Capt Midnight just missed against Tall Dark Stranger last week while getting a second over trip. He rallied belatedly to be second to that same rival in the Cane Pace two back and is rounding back into his better form. Jody Jamieson will pick up the live drive on elimination winner Captain Kirk. He beat Tall Dark Stranger three back but then was no match for him in the Cane. He did show resilience to keep coming last week against Allywag Hanover who looked gone at the top of the stretch, but I think either of those would need a touch more to get the top prize. Captain Barbossa lands a bad post and will be a big longshot once again but was splitting horses late with pace in his elimination.

In addition to the North America Cup, McClure has chances throughout the other rich finals. In the $400,000 Fan Hanover, McClure drives Laura’s Love, a filly he knows well. In her elimination won by undefeated Party Girl Hill, Laura’s Love tipped widest into the stretch and closed with a final quarter of :25.1 in a race where she narrowly missed third. She now moves almost all the way inside and isn’t out of the question.

“She’s a little filly but is extremely fast,” said McClure. She’s one of my favorites because she’s not really pretty gaited – she kind of paces like how Wiggle It Jiggleit used to – but extremely fast and she tries very hard. Her last start in an OSS Gold race over a bad (sloppy rated) track at Grand River, she had every right to get beat and she just refused to. She’s definitely capable of going with those fillies.”

Party Girl Hill aims for eight in a row in her unbeaten career, but this will be her stiffest test to date. Holding sway last week, Peaky Sneaky posted a career best mile and did so while slugging it out through a fast third panel and still having enough left to win going away comfortably. Lady Lou took it to Party Girl Hill in her elimination and looked for a moment as if she were going to go by; Jamieson gets the return call and she can be there with a well-timed move.

While McClure has potential, albeit outside chances, in the North America Cup and Fan Hanover, he’ll have a couple of the shorter priced contenders in the Armbro Flight and Roses Are Red. Picking up drives on Plunge Blue Chip and Soho Burning Love, those are mares that McClure has never driven previously.

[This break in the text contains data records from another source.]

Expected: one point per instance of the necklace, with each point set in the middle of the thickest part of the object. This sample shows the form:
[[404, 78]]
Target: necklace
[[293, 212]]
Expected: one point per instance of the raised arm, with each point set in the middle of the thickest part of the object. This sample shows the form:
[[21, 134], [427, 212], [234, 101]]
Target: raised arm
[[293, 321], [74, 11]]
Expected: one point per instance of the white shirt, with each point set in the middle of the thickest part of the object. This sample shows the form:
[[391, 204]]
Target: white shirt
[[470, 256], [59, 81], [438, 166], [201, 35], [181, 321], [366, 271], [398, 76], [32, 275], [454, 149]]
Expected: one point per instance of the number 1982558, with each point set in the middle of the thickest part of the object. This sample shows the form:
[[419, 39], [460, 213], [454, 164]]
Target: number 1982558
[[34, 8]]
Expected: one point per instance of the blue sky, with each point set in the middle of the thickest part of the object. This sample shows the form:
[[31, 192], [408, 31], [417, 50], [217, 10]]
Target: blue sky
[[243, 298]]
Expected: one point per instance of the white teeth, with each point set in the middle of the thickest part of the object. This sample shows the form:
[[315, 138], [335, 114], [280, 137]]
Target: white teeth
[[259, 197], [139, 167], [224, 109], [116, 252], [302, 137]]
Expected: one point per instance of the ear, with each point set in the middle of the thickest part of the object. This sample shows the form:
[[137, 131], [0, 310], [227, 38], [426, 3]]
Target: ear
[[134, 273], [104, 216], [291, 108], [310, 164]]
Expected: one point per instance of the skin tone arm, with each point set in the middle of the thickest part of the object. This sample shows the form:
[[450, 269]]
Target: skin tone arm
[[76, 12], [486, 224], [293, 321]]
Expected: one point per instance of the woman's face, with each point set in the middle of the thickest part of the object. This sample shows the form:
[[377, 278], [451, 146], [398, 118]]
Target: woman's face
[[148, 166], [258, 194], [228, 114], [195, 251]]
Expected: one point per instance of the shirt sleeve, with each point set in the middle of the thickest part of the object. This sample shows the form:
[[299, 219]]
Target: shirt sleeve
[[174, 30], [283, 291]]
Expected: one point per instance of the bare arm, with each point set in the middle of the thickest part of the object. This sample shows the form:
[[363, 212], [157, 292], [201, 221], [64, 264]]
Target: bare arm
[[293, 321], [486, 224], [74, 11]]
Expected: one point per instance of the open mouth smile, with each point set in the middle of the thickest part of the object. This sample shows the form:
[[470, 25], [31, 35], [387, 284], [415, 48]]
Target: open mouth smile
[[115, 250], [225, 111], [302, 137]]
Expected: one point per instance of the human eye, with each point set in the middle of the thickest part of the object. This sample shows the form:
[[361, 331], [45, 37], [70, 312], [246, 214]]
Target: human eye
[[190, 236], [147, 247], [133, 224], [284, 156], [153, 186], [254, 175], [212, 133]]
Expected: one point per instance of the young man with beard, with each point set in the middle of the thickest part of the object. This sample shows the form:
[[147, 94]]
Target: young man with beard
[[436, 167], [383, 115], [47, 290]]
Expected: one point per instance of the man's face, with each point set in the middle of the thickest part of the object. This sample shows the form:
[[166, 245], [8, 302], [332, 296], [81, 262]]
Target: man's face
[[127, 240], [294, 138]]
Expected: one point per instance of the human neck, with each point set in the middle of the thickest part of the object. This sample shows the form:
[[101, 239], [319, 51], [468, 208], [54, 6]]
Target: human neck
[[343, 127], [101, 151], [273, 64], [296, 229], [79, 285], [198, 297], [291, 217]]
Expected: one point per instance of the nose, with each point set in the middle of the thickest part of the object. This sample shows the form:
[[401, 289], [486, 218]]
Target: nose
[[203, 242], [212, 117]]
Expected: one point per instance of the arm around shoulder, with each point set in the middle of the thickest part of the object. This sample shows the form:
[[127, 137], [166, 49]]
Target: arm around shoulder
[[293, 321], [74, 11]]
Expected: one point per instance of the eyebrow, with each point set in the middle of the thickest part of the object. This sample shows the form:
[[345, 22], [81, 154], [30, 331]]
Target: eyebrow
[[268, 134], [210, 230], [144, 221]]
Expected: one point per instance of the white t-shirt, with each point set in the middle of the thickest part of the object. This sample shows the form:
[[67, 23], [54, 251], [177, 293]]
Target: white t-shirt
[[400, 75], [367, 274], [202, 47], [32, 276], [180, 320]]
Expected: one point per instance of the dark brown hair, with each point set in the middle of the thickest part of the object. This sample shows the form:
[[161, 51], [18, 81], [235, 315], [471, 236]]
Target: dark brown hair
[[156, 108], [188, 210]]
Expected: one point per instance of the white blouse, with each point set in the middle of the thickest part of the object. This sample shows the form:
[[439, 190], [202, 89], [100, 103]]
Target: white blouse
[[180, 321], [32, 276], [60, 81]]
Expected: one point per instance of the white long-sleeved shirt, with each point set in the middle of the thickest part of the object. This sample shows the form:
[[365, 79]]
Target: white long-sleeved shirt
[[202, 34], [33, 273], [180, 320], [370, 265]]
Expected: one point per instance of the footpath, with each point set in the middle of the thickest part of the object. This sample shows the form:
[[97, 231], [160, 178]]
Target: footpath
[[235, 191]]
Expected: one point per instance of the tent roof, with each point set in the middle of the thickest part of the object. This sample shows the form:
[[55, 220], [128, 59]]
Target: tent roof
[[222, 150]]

When asked how he prepares for drives on horses he hasn’t previously driven, McClure attributed a lot of his preparation towards race replays. “You can get a tip from the trainer and things like that, but for the most part the video replays are your biggest asset.” Similarly, as far as strategy for the first-time drives, McClure said “You definitely build an idea of a strategy, but nine times out of 10 you’re going for Plan B and C leaving the gate. You have a plan in your mind, and you get an idea for what the other horses and drivers might do, but when the gate folds you’re scrambling. Especially with these two, they seem like they have their own styles. We’ll see how it goes leaving from the gate.”